As I watched the show, though, I stopped thinking about the role of chance and started thinking more about the action and the characters. I somehow started seeing Juliet Stevenson (our Elizabeth) as Theresa May … unsure how to deal with all of her power but desperate to show she was the one in charge. Sure, Elizabeth had a lot more to be weepy about than Theresa May, like managing foreign relations via her own marriage, but as Elizabeth became more cornered I saw more and more the modern politician with a shag blonde cut. And Queen Mary, well, the foreign devil held prisoner with no course to help … how could I not see Mary Stuart (Lia Williams) as a refugee held in some ridiculous Home Office limbo, denied access to her friends, family or legal council … with no choice but to beg for mercy from an arrogant sovereign who saw crushing her as a way to prove her own power? Theresa May, tyrant; Mary Stuart, every person ever desperate to escape death. And I can’t tell you how horrifying it was to watch Mary try to escape someone who’d decided that she owed him sexual favors because, really, when you’re in that kind of powerless position, how much ability do you have to say no? How much can you even protect yourself? And how much does each and every man who helps a woman in those kinds of desperate straights think that he now has a right to her body?

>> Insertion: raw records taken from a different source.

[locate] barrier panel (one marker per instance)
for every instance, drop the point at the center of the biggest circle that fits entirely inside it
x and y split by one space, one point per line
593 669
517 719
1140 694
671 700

While the show itself is a bit of a marathon (and certainly has lots of history in it to keep you feeling like you’re getting an edumacation as well as being entertained), what I found amazing, more that the gobstopping interchangable actresses, was the crisp, vivid relevance of what I was seeing on stage to what is going on in the world around us. It’s not just a world where we’re fighting for how to spend our theater dollar, it’s a world of politics and power that theater can reflect back at us through a thinly curved mirror. Oh yeah. Mary Stuart. I came for the acting; I left feeling energized to go back out there and fight for oppressed people everywhere.
(This review is for a performance that took place on January 19th. It continues through January 28th. I had the supposedly crappy £12 side seats and was grateful for them and felt like they were excellent value for the price.)